“Na verdade, o deserto não existe: se tudo à sua volta deixa de existir e de ter sentido, só resta o nada. E o nada é o nada: conforme se olha, é a ausência de tudo, ou, pelo contrário, o absoluto. Não há cidades, não há mar, não há rios, não há sequer árvores ou animais. Não há música, nem ruído, nem som algum, excepto o do vento de areia quando se vai levantando aos poucos – e esse é assustador. Será assim a morte, também, Cláudia?”
No Teu Deserto, o quase romance de Miguel Sousa Tavares.
Já passava da meia-noite quando, hoje, o comecei a ler. Foi sem parar, até ao último paragrafo, derradeira linha, definitiva palavra. Nem sei que horas eram quando desliguei a luz e comecei a dormir. O deserto do Miguel e da Cláudia prenderam-me com toda a força, colaram-se como uma lapa da praia das Caxinas às minhas mãos e ao meu cérebro. Só quem conhece o Sahara (ou julga conhecê-lo pois nem mesmo os senhores do deserto, os Tuaregues, o conhecem) pode compreender o fascínio desta obra. O Sahara entrou na minha vida no ano 2000 e ainda hoje suspiro por a ele regressar. Está prometido para 2010. Ainda falta tanto, tanto tempo…
Na capa escreveram que “No Teu Deserto” é um “quase romance”. Não discuto. Pois que seja. Para mim é um livro belo, com uma história fabulosa e um hino ao “nosso” deserto. Procurando fugir aos habituais clichés sobre o deserto, o amor e a sociedade moderna, Miguel Sousa Tavares escreveu uma obra magnífica e que retrata, não sei se intencionalmente, a forma como hoje vivemos, à velocidade da viagem entre Algeciras e Alicante, sempre nos limites e sem olhar para trás.
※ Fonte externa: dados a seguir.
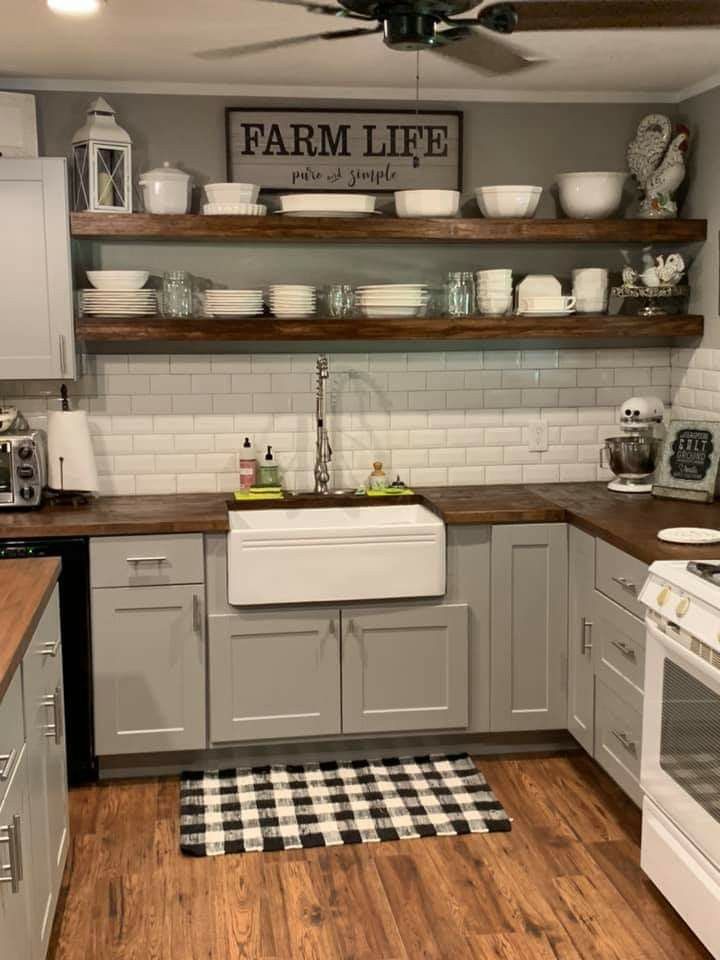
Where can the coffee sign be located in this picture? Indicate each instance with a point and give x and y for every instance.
(689, 463)
(348, 150)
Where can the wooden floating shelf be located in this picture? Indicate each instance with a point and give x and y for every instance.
(145, 226)
(574, 327)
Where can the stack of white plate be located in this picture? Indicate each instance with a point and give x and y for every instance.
(118, 303)
(392, 299)
(230, 208)
(233, 303)
(327, 204)
(292, 300)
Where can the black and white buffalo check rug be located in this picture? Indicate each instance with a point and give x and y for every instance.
(287, 807)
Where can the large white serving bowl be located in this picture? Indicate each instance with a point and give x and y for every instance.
(330, 202)
(232, 192)
(592, 195)
(118, 279)
(427, 203)
(508, 201)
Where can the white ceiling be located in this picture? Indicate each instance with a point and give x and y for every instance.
(146, 44)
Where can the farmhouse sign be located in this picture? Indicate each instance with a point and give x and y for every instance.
(368, 151)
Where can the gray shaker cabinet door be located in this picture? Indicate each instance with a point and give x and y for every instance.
(581, 673)
(405, 668)
(529, 627)
(274, 674)
(149, 669)
(36, 299)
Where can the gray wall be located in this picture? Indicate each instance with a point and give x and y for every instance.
(504, 143)
(703, 114)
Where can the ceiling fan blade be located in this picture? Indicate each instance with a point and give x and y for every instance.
(227, 53)
(479, 49)
(613, 14)
(331, 10)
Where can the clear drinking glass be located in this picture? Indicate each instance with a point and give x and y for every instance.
(340, 300)
(460, 294)
(177, 294)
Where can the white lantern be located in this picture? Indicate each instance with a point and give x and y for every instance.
(102, 158)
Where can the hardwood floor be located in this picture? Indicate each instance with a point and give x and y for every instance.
(565, 884)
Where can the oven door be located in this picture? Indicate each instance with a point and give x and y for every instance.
(680, 769)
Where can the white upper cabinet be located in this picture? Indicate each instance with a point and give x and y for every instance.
(36, 298)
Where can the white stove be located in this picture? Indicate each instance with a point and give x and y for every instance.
(680, 768)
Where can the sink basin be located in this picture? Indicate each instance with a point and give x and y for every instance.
(333, 554)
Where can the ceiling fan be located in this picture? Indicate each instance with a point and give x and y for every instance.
(434, 25)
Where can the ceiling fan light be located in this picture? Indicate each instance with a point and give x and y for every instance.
(75, 8)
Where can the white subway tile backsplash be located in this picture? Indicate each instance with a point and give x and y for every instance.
(166, 423)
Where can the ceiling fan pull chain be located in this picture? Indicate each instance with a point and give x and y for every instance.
(416, 158)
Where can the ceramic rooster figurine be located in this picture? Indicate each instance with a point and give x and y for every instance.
(656, 159)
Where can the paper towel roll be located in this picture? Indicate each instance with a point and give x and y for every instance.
(71, 461)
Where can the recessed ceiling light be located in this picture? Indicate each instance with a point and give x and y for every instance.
(75, 8)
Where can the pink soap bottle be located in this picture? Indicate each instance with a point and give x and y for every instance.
(248, 465)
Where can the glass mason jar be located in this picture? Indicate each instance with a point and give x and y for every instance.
(460, 294)
(177, 294)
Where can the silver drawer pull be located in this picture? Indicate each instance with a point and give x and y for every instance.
(625, 649)
(8, 762)
(11, 834)
(54, 730)
(627, 585)
(624, 739)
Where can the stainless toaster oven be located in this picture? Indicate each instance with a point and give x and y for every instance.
(23, 468)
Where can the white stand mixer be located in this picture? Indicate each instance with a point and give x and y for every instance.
(633, 457)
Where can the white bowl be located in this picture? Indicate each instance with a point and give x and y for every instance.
(592, 195)
(508, 201)
(232, 192)
(319, 202)
(232, 207)
(427, 203)
(118, 279)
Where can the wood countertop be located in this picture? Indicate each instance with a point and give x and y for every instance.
(630, 522)
(25, 587)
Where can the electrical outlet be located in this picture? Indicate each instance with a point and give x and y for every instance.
(537, 436)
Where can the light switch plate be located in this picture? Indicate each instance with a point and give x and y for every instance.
(537, 436)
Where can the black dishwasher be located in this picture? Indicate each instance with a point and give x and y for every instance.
(76, 644)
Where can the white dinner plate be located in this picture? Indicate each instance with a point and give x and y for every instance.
(689, 535)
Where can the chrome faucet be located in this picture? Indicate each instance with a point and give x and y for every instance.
(323, 450)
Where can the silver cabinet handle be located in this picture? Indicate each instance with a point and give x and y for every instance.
(627, 585)
(8, 762)
(625, 649)
(50, 649)
(54, 729)
(624, 739)
(61, 354)
(11, 834)
(196, 613)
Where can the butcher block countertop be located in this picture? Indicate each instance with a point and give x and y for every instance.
(25, 587)
(629, 522)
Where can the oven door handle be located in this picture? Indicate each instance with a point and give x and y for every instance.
(680, 654)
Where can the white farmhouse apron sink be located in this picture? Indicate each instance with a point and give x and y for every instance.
(332, 554)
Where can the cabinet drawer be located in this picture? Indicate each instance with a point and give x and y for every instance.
(620, 577)
(12, 731)
(618, 735)
(146, 561)
(618, 649)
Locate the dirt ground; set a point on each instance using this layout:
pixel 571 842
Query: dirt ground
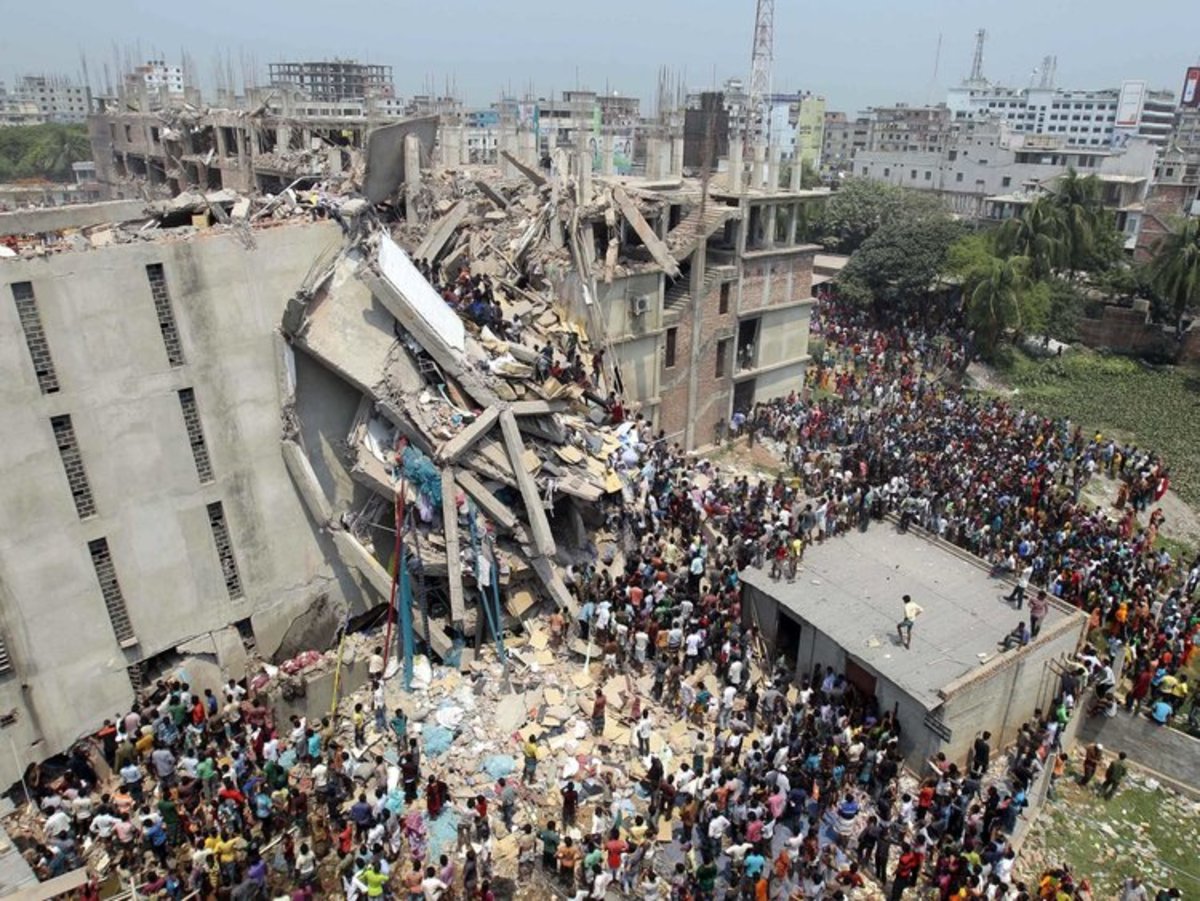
pixel 1145 829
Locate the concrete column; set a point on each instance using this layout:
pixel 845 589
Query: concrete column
pixel 773 168
pixel 583 161
pixel 412 175
pixel 652 157
pixel 529 149
pixel 736 166
pixel 757 168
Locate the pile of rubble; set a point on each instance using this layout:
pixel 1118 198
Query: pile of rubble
pixel 509 418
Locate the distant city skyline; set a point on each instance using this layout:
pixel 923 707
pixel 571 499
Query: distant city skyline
pixel 882 54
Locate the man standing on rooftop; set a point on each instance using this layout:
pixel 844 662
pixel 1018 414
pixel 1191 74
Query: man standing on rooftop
pixel 904 628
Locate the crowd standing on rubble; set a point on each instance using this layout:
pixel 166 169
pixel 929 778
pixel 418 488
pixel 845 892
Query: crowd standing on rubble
pixel 792 787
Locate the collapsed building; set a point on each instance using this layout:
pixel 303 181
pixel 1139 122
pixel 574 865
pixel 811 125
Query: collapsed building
pixel 222 406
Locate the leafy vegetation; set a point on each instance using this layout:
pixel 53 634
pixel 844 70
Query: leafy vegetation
pixel 1156 407
pixel 901 260
pixel 1024 276
pixel 42 151
pixel 861 208
pixel 1175 271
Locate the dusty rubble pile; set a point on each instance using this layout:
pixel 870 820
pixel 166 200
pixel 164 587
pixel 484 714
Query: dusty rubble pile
pixel 510 466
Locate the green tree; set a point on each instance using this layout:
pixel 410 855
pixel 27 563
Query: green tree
pixel 1175 269
pixel 859 208
pixel 42 151
pixel 901 260
pixel 996 300
pixel 1086 232
pixel 1037 235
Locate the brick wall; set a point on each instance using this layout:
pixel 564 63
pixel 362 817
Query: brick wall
pixel 774 280
pixel 713 392
pixel 1129 331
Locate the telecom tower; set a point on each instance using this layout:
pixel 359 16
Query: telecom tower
pixel 760 72
pixel 976 76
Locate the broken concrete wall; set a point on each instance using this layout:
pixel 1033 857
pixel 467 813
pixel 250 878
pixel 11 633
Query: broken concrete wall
pixel 385 155
pixel 153 509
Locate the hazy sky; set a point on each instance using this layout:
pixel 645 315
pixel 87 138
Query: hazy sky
pixel 853 53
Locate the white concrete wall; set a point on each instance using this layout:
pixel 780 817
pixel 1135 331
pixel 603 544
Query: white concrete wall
pixel 783 335
pixel 120 391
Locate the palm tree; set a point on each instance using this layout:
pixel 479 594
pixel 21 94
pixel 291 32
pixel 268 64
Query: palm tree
pixel 1080 210
pixel 1036 235
pixel 53 150
pixel 1175 270
pixel 994 302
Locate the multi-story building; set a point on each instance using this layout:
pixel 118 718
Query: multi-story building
pixel 731 329
pixel 334 80
pixel 148 514
pixel 179 149
pixel 841 139
pixel 1093 119
pixel 989 170
pixel 156 77
pixel 810 131
pixel 16 110
pixel 918 130
pixel 58 100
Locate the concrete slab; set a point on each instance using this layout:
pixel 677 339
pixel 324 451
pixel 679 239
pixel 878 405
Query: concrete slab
pixel 851 590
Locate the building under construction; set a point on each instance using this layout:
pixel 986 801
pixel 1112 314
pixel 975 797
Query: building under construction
pixel 334 80
pixel 223 404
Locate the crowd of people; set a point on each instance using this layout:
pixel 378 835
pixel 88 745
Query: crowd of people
pixel 792 788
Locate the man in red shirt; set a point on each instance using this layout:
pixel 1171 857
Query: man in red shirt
pixel 615 848
pixel 907 870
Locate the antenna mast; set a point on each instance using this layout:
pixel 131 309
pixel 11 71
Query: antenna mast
pixel 760 70
pixel 977 61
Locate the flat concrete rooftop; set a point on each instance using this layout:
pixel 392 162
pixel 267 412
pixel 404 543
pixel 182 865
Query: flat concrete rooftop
pixel 850 588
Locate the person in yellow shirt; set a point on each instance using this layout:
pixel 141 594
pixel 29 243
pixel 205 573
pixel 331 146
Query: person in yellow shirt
pixel 373 880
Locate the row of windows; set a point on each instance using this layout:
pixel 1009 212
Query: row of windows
pixel 105 568
pixel 71 454
pixel 39 347
pixel 671 353
pixel 1006 181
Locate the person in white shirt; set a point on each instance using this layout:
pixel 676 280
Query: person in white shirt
pixel 58 822
pixel 432 886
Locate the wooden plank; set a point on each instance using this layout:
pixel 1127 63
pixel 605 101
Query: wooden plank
pixel 454 365
pixel 535 408
pixel 653 244
pixel 459 445
pixel 454 562
pixel 543 538
pixel 492 506
pixel 553 583
pixel 354 554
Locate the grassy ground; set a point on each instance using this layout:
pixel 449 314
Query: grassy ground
pixel 1141 830
pixel 1156 407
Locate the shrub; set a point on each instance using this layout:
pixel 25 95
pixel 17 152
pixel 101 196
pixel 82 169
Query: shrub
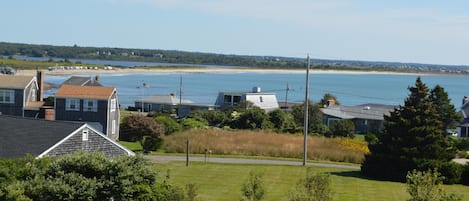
pixel 253 189
pixel 314 187
pixel 170 124
pixel 188 123
pixel 426 186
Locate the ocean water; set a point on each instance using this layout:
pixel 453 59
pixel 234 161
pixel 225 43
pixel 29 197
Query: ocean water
pixel 350 89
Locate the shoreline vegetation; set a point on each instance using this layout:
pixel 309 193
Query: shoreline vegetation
pixel 139 70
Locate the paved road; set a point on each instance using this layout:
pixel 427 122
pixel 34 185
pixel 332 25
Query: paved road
pixel 247 161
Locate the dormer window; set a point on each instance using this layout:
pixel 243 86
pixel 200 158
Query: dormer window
pixel 7 96
pixel 84 134
pixel 72 104
pixel 90 105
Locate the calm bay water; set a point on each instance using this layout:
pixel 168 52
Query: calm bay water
pixel 350 89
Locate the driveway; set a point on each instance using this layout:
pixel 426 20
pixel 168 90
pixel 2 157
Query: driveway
pixel 246 161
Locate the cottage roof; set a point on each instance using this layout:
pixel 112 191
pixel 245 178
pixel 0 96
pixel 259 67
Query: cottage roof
pixel 19 136
pixel 15 81
pixel 164 99
pixel 365 111
pixel 91 92
pixel 82 81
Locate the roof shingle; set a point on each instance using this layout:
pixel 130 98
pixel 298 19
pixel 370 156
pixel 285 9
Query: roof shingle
pixel 15 81
pixel 91 92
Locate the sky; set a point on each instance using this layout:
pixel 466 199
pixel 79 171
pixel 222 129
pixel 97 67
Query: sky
pixel 420 31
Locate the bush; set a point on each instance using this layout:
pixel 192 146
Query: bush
pixel 465 174
pixel 426 186
pixel 170 124
pixel 314 187
pixel 342 128
pixel 253 189
pixel 143 129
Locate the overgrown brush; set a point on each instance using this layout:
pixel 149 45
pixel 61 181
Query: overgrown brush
pixel 264 143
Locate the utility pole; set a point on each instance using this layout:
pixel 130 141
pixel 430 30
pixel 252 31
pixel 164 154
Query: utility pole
pixel 306 122
pixel 286 97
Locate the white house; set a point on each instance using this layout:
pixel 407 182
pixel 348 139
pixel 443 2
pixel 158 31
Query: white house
pixel 264 100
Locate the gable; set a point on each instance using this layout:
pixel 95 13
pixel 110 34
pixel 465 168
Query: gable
pixel 87 139
pixel 20 136
pixel 15 81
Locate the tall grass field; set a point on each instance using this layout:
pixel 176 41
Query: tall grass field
pixel 264 143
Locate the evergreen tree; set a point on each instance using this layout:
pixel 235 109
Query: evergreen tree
pixel 448 115
pixel 412 139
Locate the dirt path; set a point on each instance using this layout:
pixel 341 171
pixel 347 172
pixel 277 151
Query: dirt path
pixel 247 161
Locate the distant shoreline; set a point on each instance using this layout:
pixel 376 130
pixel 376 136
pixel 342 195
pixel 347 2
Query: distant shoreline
pixel 209 70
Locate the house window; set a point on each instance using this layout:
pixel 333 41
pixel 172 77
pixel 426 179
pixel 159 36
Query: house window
pixel 7 96
pixel 236 100
pixel 113 105
pixel 33 95
pixel 84 134
pixel 90 105
pixel 72 104
pixel 227 99
pixel 113 127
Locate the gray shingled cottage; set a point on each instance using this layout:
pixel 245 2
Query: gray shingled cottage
pixel 41 138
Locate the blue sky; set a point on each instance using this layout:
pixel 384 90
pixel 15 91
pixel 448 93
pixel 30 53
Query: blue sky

Sempre no fio da navalha.
Claro que eu sou suspeito, eu gosto do Miguel Sousa Tavares, mesmo quando não concordo com ele. O seu “Sul” é um dos meus livros preferidos, a sua “Grande Reportagem” é uma eterna saudade, o seu “Equador” um marco. Mas, “No Teu Deserto”, é uma obra de uma beleza comovente e que nos faz voar. Dei por mim a recordar Abril de 2000 e como fiquei aprisionado ao Deserto, como suspiro pelo meu “cimbalino berbere” de menta que tanto tento replicar em casa sem o conseguir – faltam-me as folhas de menta mal lavadas e as mãos sujas com unhas indescritivelmente pretas daquele estranho no meio do nada.
“Hoje já ninguém vai ao nosso deserto, Cláudia (…) A razão principal é que já não há muita gente que tenha tempo a perder com o deserto. Não sabem para que serve e, quando me perguntam o que há lá e eu respondo ´nada`, eles riscam mentalmente essa viagem dos seus projectos. Viajam antes em massa para onde toda a gente vai e todos se encontram”.
Eu vou, antes, irei novamente, meu caro Miguel e espero conseguir ver a estrela de Cláudia, lá bem no cimo, ao lado de outras estrelas da saudade.
Fernando, já conseguiste por-me a ler o MST. Vou comprar o livro. A tua descrição tambem é comovente.
Obrigado. Vais ver que vale a pena.
Passei pelo mesmo…li…li…li…até ao fim…sem nunca parar de sentir as mesmas sensações…de quem já sentiu o deserto…e de quem, sem se aperceber, sentiu a plenitude do nada.
Fenomenal…mas apenas para quem já sentiu o deserto com os pés.